O foragido, de 45 anos, integra uma associação criminosa responsável pelo roubo ocorrido no início de setembro, em um consultório odontológico, localizado no bairro Santa Isabel, em Várzea Grande. 

Crime 

Os investigados clonaram o chip de um soldado do Exército, ligaram para o consultório e agendaram uma consulta para o dia seguinte. Na manhã de 09 de setembro, um comparsa ficou dando cobertura na esquina e o suspeito entrou no consultório se passando pelo paciente que havia agendado a consulta.

Ao ser atendido pela recepcionista, o criminoso sacou a arma de fogo e anunciou o roubo.
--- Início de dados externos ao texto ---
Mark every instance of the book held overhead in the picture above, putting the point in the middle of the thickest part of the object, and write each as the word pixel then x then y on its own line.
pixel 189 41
A dentista, ao ouvir o barulho, abriu a porta de sua sala, quando o ladrão encostou a arma em sua testa, puxou-a pela gola da camisa e ordenou que o acompanhasse.

A dentista se recusou, agarrando-se à porta do consultório. O criminoso puxou o gatilho, mas a arma falhou. Nesse instante, a secretária desmaiou e a dentista começou a gritar, afirmando que o suspeito também responderia pela morte da secretária. Em seguida, o suspeito fugiu levando vários aparelhos celulares e, posteriormente, com o telefone da secretária em mãos, transferiu dinheiro, via PIX, da conta da vítima.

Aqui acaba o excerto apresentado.